Adam Davies

Personal information
- Date of birth: 27 March 1987 (age 38)
- Place of birth: Peterborough, England
- Position(s): Right-back

Youth career
- Peterborough United
- –2004: Cambridge United

Senior career*
- Years: Team / Apps / (Gls)
- 2004–2007: Cambridge United / 15 / (0)

International career
- 2005–: Wales U21 / 6 / (0)

= Adam Davies (footballer, born 1987) =

English-born Welsh footballer

Adam Davies (born 27 March 1987) is an English-born former Welsh footballer who played for Cambridge United and the Wales national under-21 football team.

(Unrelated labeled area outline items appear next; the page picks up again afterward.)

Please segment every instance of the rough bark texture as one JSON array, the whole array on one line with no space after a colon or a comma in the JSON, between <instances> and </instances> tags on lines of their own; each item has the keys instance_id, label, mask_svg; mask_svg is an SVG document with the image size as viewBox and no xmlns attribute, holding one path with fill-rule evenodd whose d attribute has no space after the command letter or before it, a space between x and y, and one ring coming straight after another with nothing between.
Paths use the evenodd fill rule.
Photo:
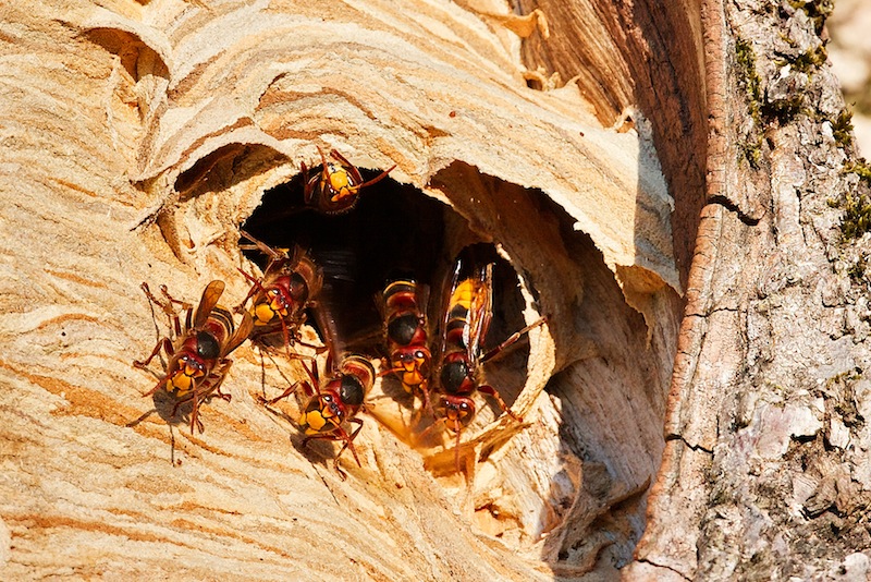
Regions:
<instances>
[{"instance_id":1,"label":"rough bark texture","mask_svg":"<svg viewBox=\"0 0 871 582\"><path fill-rule=\"evenodd\" d=\"M867 194L825 62L831 5L706 8L712 204L627 574L866 580L866 242L843 241L837 207Z\"/></svg>"},{"instance_id":2,"label":"rough bark texture","mask_svg":"<svg viewBox=\"0 0 871 582\"><path fill-rule=\"evenodd\" d=\"M862 575L871 315L821 7L517 4L0 8L0 578ZM241 300L240 226L318 146L437 201L441 268L496 245L493 336L549 316L488 366L524 423L482 405L465 474L379 381L342 482L258 403L298 363L247 344L203 434L139 397L139 283Z\"/></svg>"}]
</instances>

Davies began his career as a schoolboy at Peterborough United before switching to Cambridge as a trainee. He made his first team debut, while still a trainee, on 29 August 2004 when he replaced Stevland Angus as a second-half substitute in Cambridge's 1–0 win away to Boston United in the Football League Trophy. His league debut came on 10 September 2004 when he replaced Justin Walker as a late substitute in the 1–0 win at home to Bristol Rovers. He made one further league appearance, again as a substitute, as Cambridge struggled in the league and were eventually relegated to the Conference at the end of the season.

Davies signed his first professional contract with Cambridge in November 2005.
Despite struggling to hold down a regular place in the Cambridge team, Davies enjoyed international recognition from Wales with his first call up to the Under-21 squad in February 2006 and he has also had trial spells at and Preston North End and Everton.
In a match against Exeter City on 4 April 2006, Davies suffered a horrific injury when he was kicked in the neck whilst challenging for a ball, which resulted in Davies receiving treatment for around 20 minutes whilst the club physio and St. John's Ambulance personnel tended to him. He was discharged from hospital the next day. During a game at Dagenham & Redbridge in August 2006, Davies suffered Anterior Cruciate Ligament damage and was ruled out for the entire season.